Posted in All posts with tags , on October 23, 2007 by Trina


Barrow, Alaska. Dark. Cold. Isolated. Bleak. A chilling setting for one of the best bloodcurdling brutally portrayed vampire movies I’ve seen.

Harry asked me to go with him to see 30 DAYS OF NIGHT because he loves horror movies, and it is set in Barrow, the northernmost point in the US. Just for a reality check, he has a habit of looking up the temperature in Barrow during our relatively warm Raleigh winters.

David Slade directs this horror-on-ice from a graphic novel by Steve Niles and Ben Templesmith. Barrow is 340 miles north of the Arctic Circle. With approximately 4,500 residents, the Barrow area is probably the harshest polar location in Alaska. The sun sets and doesn’t rise again for 30 days during winter. Though most of the residents of Barrow head south for the winter, some townspeople remain behind. However, those that stay regret their decision when, vampires descend on Barrow to feed. A dwindling band of survivors must try to last until dawn breaks over Barrow’s monthlong twilight.

Matt Zoller Seitz of the NY Times Review says, “30 DAYS OF NIGHT is a series of gory set pieces that seems to have been edited with a meat ax. A major early transition is so clumsy that you may assume that the projectionist accidentally skipped a reel. No such luck: it’s a style thing.” Seitz is right. It is a style thing and he just doesn’t get it.

Atmosphere — dark and chilling. The dark primeval fear captured by the barren snow covered terrain as the movie opens stays with you. If you love the atmosphere of the early horror movies, you will find that 30 DAYS OF NIGHT surpasses the classics in its brutally realistic depiction of the vampire. No tall dark stranger with fangs and a black coat, like the one created by the literary and cinematic portrayal of Count Dracula. If the creature responsible for the vampire legend were to come to your house this Halloween, you might open the door to a less than charming black-eyed creature with a bloody mouth full of teeth and a primal appetite. A creature like Marlow.

The leader of the vampire pack is Marlow, well acted by Danny Huston. Marlow is cruel and motivated only by his hunger for blood. Using only clicks and grunts, Huston makes Marlow graphically primeval. Wearing clothing designed more for a nightclub than the bitter cold, using cunning and military precision, and with apparently no conscience or soul, these creatures suck the town dry, human by human.

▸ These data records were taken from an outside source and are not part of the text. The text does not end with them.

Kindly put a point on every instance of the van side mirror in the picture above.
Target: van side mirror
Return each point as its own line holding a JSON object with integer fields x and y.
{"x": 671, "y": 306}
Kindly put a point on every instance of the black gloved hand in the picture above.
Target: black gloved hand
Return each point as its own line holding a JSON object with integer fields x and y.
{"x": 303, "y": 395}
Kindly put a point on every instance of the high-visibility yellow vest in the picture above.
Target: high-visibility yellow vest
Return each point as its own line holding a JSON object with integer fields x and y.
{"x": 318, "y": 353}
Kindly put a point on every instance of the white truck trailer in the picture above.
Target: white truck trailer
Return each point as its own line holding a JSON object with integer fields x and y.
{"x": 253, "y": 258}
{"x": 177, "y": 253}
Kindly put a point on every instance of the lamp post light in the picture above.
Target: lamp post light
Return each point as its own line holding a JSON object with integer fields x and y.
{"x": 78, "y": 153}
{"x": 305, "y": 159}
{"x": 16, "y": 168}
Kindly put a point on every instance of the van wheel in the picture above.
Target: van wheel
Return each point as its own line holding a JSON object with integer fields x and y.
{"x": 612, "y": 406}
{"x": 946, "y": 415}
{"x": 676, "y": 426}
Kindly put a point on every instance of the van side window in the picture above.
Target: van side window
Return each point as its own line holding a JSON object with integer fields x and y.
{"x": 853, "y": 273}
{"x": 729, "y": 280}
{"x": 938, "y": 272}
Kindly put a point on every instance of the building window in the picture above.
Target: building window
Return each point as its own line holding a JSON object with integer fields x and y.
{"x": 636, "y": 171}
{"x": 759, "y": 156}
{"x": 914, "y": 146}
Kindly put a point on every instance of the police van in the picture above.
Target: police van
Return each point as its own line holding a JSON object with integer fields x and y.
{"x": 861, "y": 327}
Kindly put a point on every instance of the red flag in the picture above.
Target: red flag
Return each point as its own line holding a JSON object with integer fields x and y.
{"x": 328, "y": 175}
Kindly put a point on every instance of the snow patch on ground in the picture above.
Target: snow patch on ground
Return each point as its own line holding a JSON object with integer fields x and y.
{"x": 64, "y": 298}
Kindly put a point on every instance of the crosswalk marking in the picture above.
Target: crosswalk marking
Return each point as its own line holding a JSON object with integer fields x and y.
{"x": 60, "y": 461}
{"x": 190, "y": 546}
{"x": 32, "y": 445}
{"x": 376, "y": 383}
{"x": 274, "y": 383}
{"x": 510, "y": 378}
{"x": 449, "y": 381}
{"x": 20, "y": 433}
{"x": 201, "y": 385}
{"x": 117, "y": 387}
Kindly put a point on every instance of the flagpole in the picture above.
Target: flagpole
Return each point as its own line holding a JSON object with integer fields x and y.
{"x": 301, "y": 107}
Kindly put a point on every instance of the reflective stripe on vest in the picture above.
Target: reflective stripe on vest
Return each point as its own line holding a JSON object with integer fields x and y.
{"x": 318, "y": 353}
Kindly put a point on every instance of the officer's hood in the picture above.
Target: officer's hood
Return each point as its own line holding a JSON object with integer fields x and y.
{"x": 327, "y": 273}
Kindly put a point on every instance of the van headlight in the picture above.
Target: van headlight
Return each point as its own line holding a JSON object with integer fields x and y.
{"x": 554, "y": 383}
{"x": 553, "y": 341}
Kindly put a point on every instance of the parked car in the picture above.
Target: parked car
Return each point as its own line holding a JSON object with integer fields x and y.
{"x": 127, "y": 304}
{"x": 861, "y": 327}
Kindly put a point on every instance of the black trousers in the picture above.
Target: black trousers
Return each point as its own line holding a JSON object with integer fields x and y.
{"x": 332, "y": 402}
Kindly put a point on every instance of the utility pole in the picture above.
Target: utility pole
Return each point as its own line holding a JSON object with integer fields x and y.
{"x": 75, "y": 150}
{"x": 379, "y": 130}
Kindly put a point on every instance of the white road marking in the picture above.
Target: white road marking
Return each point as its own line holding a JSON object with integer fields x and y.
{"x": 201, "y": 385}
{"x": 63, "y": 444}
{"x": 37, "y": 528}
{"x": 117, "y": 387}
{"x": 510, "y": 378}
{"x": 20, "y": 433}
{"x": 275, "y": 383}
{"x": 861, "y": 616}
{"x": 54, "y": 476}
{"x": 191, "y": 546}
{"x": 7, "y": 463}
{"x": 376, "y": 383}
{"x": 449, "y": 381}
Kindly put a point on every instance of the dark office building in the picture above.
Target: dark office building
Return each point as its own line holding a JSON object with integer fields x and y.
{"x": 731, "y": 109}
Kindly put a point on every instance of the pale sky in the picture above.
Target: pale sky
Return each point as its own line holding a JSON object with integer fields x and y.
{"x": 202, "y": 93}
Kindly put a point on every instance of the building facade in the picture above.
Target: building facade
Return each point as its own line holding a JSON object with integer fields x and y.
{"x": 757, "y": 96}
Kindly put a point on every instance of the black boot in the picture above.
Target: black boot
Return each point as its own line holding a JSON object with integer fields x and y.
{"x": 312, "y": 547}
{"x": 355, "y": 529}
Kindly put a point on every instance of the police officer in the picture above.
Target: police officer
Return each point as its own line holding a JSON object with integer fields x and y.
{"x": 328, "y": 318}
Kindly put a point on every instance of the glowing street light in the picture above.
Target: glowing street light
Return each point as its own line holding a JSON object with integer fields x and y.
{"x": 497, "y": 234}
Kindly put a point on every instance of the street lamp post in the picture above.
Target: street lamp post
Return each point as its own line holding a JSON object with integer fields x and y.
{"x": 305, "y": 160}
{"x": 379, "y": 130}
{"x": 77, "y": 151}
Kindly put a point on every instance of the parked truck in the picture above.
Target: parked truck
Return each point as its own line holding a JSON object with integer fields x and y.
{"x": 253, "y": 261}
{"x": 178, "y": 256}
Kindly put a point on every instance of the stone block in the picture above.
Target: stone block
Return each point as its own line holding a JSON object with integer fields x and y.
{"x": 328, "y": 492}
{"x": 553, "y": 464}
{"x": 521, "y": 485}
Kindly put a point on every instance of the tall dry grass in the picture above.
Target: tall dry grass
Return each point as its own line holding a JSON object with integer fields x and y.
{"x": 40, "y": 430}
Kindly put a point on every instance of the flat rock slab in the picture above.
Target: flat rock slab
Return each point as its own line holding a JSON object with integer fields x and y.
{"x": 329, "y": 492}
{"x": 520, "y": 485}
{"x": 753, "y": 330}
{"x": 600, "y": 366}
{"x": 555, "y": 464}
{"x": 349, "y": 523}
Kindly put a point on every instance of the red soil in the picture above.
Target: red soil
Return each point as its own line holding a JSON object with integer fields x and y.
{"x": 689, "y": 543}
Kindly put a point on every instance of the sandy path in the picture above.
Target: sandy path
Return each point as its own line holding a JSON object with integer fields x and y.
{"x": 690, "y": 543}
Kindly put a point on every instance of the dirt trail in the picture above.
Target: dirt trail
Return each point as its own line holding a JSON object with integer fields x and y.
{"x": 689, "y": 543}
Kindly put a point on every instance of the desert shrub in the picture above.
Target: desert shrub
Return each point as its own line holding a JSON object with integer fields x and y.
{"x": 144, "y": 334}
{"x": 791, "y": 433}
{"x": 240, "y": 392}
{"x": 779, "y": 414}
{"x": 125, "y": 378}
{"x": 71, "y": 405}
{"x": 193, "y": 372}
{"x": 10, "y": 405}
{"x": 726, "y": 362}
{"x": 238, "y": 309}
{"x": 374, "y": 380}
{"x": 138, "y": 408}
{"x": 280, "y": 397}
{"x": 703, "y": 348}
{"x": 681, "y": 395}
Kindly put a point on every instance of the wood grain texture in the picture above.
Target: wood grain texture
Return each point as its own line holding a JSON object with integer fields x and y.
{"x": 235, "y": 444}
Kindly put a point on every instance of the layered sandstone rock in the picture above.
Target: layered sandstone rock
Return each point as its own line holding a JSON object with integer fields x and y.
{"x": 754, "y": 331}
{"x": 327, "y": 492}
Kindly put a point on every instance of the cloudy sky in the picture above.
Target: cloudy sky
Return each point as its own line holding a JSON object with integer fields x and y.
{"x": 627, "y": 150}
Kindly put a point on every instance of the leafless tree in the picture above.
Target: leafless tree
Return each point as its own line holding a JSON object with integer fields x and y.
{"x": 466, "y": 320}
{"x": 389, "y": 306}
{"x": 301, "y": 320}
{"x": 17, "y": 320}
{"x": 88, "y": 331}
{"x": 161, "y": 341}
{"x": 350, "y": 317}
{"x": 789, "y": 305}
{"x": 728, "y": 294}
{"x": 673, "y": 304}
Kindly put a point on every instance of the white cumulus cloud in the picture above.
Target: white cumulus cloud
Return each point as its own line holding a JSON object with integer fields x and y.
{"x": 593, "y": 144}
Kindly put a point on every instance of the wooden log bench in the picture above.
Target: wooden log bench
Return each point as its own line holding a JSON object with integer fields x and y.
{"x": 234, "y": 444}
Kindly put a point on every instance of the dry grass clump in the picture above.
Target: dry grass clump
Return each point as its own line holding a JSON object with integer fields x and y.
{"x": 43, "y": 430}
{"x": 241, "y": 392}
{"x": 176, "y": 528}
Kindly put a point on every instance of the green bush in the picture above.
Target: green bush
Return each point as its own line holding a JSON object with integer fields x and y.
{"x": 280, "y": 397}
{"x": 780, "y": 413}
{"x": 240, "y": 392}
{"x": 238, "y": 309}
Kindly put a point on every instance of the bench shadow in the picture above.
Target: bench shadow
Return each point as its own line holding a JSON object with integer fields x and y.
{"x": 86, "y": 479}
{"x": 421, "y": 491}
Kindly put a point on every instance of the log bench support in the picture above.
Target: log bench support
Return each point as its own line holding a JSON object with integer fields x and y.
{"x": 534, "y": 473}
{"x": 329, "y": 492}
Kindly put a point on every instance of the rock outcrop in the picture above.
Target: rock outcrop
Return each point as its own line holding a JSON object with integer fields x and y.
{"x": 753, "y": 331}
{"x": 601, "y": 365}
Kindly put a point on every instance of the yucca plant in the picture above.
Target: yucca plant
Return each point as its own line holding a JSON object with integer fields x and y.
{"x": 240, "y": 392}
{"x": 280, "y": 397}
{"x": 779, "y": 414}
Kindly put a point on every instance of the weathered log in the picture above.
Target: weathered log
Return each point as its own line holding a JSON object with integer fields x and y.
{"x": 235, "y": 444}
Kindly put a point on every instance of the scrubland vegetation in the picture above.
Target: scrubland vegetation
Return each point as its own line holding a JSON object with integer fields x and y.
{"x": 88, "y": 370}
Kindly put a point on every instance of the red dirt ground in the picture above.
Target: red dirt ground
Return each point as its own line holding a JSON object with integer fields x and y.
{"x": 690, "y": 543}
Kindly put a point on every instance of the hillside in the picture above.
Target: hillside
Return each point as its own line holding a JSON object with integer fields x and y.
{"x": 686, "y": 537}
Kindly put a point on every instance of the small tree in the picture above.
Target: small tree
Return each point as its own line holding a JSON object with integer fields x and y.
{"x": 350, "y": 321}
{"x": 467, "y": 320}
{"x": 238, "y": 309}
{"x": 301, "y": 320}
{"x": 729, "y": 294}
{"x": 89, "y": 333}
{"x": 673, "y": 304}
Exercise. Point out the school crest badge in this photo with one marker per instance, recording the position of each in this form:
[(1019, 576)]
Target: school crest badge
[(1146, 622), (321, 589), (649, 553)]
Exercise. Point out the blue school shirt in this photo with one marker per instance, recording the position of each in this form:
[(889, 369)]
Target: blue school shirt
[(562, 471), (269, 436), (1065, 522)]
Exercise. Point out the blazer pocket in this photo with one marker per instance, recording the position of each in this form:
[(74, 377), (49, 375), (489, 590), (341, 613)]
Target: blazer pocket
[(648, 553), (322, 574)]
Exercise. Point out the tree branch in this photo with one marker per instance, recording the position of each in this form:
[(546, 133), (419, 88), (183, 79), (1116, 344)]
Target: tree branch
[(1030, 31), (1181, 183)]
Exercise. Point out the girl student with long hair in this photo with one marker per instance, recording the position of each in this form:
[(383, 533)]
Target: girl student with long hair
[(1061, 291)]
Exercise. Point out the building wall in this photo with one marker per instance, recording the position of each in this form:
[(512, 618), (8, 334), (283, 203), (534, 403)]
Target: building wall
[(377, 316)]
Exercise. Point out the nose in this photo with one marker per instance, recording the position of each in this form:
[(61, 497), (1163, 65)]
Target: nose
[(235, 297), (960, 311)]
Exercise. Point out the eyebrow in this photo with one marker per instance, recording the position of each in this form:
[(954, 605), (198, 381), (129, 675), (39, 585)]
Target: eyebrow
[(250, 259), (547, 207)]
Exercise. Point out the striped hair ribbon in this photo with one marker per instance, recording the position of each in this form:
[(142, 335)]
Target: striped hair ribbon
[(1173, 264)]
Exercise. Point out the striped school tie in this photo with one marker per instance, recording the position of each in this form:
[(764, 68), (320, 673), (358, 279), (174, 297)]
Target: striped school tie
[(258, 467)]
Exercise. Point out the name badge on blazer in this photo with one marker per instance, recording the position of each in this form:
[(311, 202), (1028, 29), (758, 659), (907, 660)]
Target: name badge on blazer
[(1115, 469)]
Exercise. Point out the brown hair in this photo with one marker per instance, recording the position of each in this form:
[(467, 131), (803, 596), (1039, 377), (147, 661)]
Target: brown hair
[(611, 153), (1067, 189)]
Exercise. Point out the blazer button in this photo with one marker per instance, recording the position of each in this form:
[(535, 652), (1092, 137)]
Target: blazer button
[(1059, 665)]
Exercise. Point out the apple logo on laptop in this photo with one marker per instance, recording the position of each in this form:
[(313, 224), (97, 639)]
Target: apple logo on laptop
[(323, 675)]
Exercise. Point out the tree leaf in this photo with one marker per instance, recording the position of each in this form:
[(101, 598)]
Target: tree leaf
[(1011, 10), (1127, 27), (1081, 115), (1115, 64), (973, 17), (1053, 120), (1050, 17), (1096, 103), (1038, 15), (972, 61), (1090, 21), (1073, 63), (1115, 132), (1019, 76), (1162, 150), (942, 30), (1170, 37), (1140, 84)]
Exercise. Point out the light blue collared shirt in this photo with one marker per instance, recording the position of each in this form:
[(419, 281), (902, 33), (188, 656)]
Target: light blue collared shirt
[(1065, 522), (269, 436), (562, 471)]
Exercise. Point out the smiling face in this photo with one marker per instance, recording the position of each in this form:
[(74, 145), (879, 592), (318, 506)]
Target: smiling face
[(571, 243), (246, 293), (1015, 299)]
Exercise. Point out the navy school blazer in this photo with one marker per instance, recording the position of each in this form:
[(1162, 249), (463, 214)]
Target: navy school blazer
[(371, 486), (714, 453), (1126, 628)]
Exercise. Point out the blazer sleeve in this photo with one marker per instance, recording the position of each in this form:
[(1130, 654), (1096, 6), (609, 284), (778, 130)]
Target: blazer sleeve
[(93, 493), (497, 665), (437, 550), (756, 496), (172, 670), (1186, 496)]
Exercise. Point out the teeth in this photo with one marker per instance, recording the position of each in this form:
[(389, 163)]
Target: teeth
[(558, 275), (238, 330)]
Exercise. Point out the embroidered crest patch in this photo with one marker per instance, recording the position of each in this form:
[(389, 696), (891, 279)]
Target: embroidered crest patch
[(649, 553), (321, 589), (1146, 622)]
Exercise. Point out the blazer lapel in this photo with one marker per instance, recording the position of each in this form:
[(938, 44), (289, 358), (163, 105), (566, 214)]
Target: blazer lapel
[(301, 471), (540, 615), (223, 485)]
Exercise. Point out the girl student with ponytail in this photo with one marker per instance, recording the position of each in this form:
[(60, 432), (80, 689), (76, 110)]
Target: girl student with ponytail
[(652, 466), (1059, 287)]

Holed up in the attic of a desolate house that was once a home is a cross section of survivors led by Josh Hartnett as the town sheriff and Melissa George as his estranged wife, a fire marshal. Both roles were well acted. While we know that the couple were headed for divorce and are now forced to rely on each other for their very lives, we aren’t privy to the reason for their split. The sexual chemistry between the two is enough.

30 DAYS OF NIGHT doesn’t romanticize the harsh environs, nor is it so ugly you don’t want to spend two hours there. We get just enough information, a touch of gallows humor, and plenty of white-knuckle suspense and massively gory and unflinching horror. I will concede there are a few logic-leaps required. For example the white-out snow does not cover the bloody gore remaining on the ground throughout the movie. But what horror movie doesn’t make us suspend disbelief. My only real criticism of the movie is that I found the ending both unsatisfying and unbelievable. I expected the minor characters to be picked off one by one, but I did not expect or appreciate what I got.

I don’t remember his exact words, but toward the end of the movie Marlow said something like, “It took us three centuries to make them think we are the stuff of nightmares.” 30 DAYS OF NIGHT does a good job of bringing the nightmare to the large screen.